Uma semana inteira sem ver a mãe era um nunca mais.
Fechava a porta, e estavam as duas uma de frente para a outra, o confronto desigual. A menina, esperta, fez no começo algumas tentativas de enternecimento, ensaiou vários olhares indefesos à espera de alguma comiseração. Ficou pior. O ódio da velha espumou, e a menina ficou mais tempo trancada no armário.
Era assim. A casa da avó ficava dentro do armário de roupa vazio, mofado, ser ar quase, uma escuridão de morcego, a menina apavorada lá dentro, não podia sair nem para ir ao banheiro. O armário assombrado.
– Anda que não tô com tempo.
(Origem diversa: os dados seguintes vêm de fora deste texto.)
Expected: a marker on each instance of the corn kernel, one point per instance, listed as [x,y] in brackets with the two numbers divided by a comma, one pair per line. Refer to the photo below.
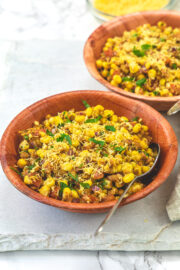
[113,83]
[137,128]
[162,82]
[108,113]
[21,163]
[50,182]
[89,111]
[66,193]
[27,180]
[44,190]
[75,143]
[117,79]
[128,178]
[74,194]
[104,72]
[127,168]
[152,74]
[24,145]
[45,139]
[99,63]
[67,166]
[134,67]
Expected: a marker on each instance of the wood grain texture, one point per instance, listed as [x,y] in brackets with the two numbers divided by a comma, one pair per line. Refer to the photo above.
[160,130]
[116,27]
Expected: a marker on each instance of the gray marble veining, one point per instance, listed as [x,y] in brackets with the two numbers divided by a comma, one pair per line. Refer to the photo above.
[35,71]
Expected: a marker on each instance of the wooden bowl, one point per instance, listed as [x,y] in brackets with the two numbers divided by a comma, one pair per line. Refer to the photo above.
[160,129]
[116,27]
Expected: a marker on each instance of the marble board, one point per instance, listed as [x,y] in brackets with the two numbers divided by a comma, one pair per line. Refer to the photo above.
[33,70]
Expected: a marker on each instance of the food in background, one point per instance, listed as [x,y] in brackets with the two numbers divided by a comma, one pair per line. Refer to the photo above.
[144,61]
[86,156]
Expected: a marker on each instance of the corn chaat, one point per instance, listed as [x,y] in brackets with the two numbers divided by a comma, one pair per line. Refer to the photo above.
[86,156]
[144,61]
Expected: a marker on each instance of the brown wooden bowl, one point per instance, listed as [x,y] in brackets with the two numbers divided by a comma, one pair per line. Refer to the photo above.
[116,27]
[160,129]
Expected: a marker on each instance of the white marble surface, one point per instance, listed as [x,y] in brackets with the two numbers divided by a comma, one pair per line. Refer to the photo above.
[54,20]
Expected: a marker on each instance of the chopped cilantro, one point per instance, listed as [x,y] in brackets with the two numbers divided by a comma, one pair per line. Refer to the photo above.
[138,52]
[135,35]
[62,186]
[110,128]
[49,133]
[86,104]
[31,167]
[74,177]
[156,93]
[127,79]
[81,165]
[67,120]
[145,47]
[146,153]
[141,82]
[93,120]
[60,125]
[26,137]
[64,136]
[174,66]
[97,142]
[135,118]
[15,170]
[119,149]
[85,185]
[162,39]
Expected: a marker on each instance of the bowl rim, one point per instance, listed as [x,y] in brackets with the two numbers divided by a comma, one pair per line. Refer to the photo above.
[17,182]
[88,51]
[90,4]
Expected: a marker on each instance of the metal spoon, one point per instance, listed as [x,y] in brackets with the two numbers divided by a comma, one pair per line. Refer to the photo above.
[174,109]
[140,177]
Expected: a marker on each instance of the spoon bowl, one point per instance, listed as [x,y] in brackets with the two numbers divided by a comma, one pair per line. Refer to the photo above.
[140,177]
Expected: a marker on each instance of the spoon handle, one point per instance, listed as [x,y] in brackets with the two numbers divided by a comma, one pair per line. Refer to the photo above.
[111,212]
[174,109]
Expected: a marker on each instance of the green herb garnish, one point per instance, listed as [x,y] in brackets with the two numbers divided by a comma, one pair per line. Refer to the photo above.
[135,35]
[62,186]
[141,82]
[146,153]
[138,52]
[15,170]
[30,167]
[97,142]
[119,149]
[86,104]
[127,79]
[174,66]
[85,185]
[60,125]
[67,120]
[162,39]
[93,120]
[145,47]
[74,177]
[135,119]
[49,133]
[64,136]
[156,93]
[26,137]
[110,128]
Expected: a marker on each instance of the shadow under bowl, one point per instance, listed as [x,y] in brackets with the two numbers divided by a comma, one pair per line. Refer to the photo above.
[160,130]
[116,27]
A sua mãe devia saber que não presto para tomar conta de criança, tenho mais o que fazer.
O barulho da porta do armário se fechando era a última palavra.
Na primeira vez em que ficou presa lá dentro, a menina berrava tanto, mas tanto, que quase perdeu os sentidos. E de nada adiantou. A avó estava na horta, no quintal ou então resolvendo outras coisas. Alguém haveria de imaginar que até colocar a menina para trabalhar pesado seria menos cruel do que o abandono do armário.
Mas quem disse que a velha queria uma crueldade menor?
Não se sabe ao certo por quanto tempo a clausura durou. Foi o tempo em que a mãe precisou depositar a menina na avó. Até o dia em que ela finalmente conseguiu um emprego melhor, mais perto, e pode pagar um colégio para a filha.
O último dia, quando ela pegou de volta as mãos da menina para nunca mais devolver à velha, a menina já estava irrecuperavelmente marcada pela escuridão. Ao longo do resto da infância, perdida para sempre, não conseguiu mais reacender o olhar indefeso. E, por toda a vida, ela buscou outra memória que significasse o tempo em que se brinca, mas não achou nada.
Por Claudia Nina – [email protected]
Jornalista e escritora – autora, entre outros livros, de Amor de longe (Editora Ficções)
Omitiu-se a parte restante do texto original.